Designing a Configuration Management System

Build a centralized configuration service like etcd or AWS AppConfig — covering versioning, hot reload, feature flags, and rollout controls.

S

srikanthtelkalapally888@gmail.com

Designing a Configuration Management System

A centralized configuration system allows services to read runtime config without redeployment.

Requirements

  • Centralized config for 500+ services
  • Changes propagate in <5 seconds
  • Versioning + rollback
  • Per-environment configs (dev, staging, prod)
  • Access control

Architecture

Config Admin UI
    ↓
Config Service API
    ↓
  etcd / DynamoDB (storage)
    ↓
  Event Bus (changes)
    ↓
Service Config SDK
  (poll or push)

Config SDK Pattern

# Service uses config SDK
config = ConfigClient(service='order-service', env='prod')

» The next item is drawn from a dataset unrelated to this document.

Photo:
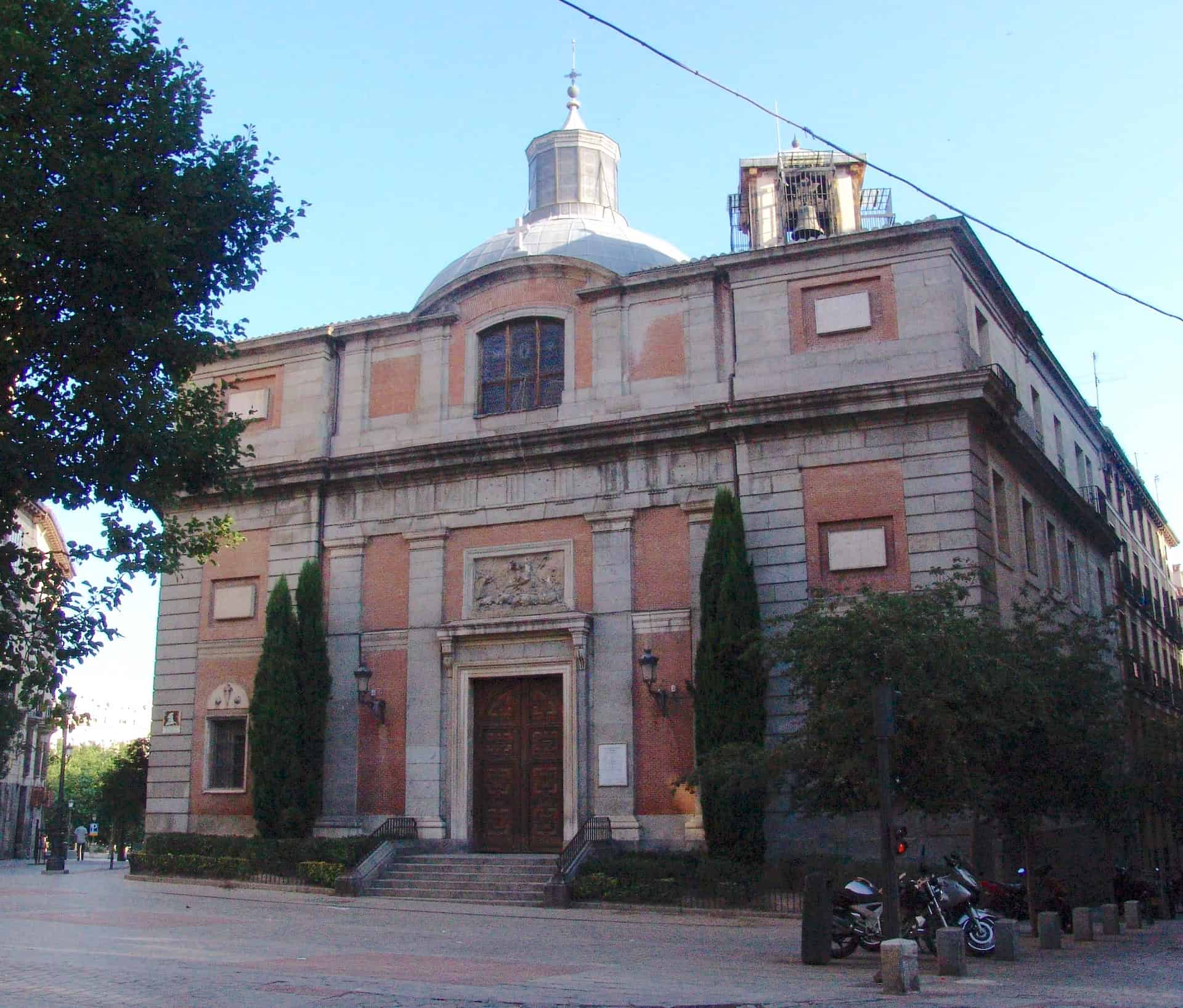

max_retry = config.get('max_retries', default=3)
fee_rate = config.get('payment.fee_rate', default=0.029)

# SDK automatically refreshes config every 30s

Hot Reload (Push Model)

Admin changes config
    ↓
Config Service stores in etcd
    ↓
etcd watch triggers event
    ↓
Config Service pushes to connected services via SSE/WebSocket
    ↓
Service reloads config in-memory (no restart)

Versioning

config_versions:
  v1: { max_retries: 3, timeout: 5000 }
  v2: { max_retries: 5, timeout: 3000 }
  v3: { max_retries: 5, timeout: 3000, feature_x: true }

Current: v3
Rollback: → v2 (one command)

Per-Environment

Namespace: service_name/environment/key

order-service/prod/max_retries = 5
order-service/staging/max_retries = 3
order-service/dev/max_retries = 1

Access Control

Service accounts: Read-only own namespace
Ops team: Read/write all namespaces
Admin: Full CRUD + version management

Conclusion

etcd-backed config with push propagation and versioning enables safe, instant configuration changes across fleets of services.